Overview

Swarm Hybrid Cloud provides the capability to copy objects from Swarm to a target, such as S3 or Azure cloud storage. Native cloud services and/or applications running on utility computing work with data directly from the target cloud storage. Similarly, use either S3 or Azure to pull data from cloud storage to Swarm.

Capabilities

The Content UI provides access to the capabilities.
The remote storage can be AWS S3 object storage or general S3 buckets. Content Portal 7.7 and later additionally supports Azure blob storage.
The feature uses the provided remote bucket with an S3-valid name, endpoint, access key, and secret key, or the remote Azure container account and key or SAS URL.
The feature uses a selected dataset to copy to or from the cloud (known as the ‘focus dataset’).
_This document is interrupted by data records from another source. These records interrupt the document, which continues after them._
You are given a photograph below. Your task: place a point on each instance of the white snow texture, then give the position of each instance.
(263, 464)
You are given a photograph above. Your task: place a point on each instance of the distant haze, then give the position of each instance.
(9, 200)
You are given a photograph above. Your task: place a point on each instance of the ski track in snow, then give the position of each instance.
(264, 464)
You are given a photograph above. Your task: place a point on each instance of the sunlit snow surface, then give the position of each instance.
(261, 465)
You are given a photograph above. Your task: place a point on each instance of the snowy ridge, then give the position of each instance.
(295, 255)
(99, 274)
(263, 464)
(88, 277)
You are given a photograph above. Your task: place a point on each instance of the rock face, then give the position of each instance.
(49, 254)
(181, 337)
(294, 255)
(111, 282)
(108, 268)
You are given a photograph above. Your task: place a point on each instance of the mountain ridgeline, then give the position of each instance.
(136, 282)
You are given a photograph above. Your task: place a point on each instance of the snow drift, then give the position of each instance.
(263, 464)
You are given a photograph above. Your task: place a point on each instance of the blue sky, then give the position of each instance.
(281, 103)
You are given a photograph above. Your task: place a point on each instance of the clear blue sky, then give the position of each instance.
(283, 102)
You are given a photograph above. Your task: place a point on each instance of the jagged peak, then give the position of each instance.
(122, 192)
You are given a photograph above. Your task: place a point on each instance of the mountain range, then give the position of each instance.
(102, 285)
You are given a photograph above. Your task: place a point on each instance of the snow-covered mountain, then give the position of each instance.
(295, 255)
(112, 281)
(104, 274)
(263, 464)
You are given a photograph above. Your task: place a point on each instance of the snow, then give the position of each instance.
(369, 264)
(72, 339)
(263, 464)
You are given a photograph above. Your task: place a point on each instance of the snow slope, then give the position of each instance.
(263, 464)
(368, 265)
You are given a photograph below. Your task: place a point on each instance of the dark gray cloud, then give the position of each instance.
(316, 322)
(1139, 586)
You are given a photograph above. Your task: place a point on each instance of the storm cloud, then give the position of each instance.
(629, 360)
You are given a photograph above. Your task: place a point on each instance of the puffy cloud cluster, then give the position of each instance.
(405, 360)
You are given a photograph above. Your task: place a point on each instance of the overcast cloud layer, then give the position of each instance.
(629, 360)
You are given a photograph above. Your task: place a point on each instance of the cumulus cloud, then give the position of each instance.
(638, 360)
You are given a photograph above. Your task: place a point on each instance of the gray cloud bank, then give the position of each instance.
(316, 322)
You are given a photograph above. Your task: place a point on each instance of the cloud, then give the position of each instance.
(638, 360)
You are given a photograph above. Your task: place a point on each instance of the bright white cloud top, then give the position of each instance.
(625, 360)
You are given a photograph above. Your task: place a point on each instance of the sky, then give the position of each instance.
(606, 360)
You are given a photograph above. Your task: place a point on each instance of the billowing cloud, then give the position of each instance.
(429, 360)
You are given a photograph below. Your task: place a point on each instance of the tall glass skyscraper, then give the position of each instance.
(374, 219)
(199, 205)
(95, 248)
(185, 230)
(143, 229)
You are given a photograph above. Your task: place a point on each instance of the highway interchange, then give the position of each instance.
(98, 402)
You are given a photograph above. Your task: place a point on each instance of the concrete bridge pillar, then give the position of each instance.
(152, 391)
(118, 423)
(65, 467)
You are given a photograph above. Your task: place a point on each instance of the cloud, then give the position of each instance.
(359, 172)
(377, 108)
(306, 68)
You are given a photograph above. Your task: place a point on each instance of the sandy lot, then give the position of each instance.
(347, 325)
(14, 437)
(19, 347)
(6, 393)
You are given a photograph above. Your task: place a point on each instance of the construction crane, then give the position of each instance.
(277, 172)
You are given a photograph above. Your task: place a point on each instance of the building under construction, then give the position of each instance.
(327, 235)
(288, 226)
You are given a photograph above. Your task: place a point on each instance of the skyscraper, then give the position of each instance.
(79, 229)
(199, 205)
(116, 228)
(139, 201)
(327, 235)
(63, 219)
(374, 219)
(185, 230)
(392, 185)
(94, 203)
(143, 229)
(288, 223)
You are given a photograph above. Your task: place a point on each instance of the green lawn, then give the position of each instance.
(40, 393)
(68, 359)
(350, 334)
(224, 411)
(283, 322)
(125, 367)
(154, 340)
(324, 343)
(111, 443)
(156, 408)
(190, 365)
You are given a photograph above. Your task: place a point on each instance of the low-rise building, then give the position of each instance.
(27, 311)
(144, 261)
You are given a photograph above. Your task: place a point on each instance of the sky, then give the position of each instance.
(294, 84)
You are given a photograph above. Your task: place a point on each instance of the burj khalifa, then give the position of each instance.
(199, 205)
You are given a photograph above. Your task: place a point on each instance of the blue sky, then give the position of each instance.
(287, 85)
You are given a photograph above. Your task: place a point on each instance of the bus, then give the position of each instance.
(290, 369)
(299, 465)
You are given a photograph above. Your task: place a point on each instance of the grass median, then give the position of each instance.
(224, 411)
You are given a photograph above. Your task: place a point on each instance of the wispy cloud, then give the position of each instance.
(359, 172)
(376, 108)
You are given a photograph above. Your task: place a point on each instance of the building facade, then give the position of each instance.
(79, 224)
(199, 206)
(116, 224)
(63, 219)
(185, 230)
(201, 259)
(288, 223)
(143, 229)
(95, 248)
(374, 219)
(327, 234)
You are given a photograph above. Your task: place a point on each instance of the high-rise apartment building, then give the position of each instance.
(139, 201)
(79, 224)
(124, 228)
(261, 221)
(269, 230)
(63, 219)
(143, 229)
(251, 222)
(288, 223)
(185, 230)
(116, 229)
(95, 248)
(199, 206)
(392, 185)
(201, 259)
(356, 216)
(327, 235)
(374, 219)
This can be a bucket/container, a folder within the bucket/container, or a dynamic set of criteria from a collection of the Swarm source.
The focus dataset remains in the native format in the target cloud storage. Users/applications/services read the focus dataset directly in the target cloud storage without any additional steps.
The integrity of all objects in the focus dataset is preserved as it is copied to the target cloud storage. Status is provided with the result of each copy from the focus dataset for reference and verification.
The object’s modification time and content type are preserved. All other objects' metadata are not preserved during the copy. The target storage system may add new metadata on incoming objects.
Objects are transferred securely.
The current release requires that the focus dataset transfer be initiated on a manual basis.

Info

Each object from the focus dataset is copied to or from the cloud and does not move to or from the cloud. The objects remain on the source for user discretion. Each object remains on the Swarm namespace as the authoritative copy and remains searchable in the Swarm namespace after the copy. The object’s data is processed on the cloud and can be repatriated to Swarm with Content Portal 7.7 and later, if desired.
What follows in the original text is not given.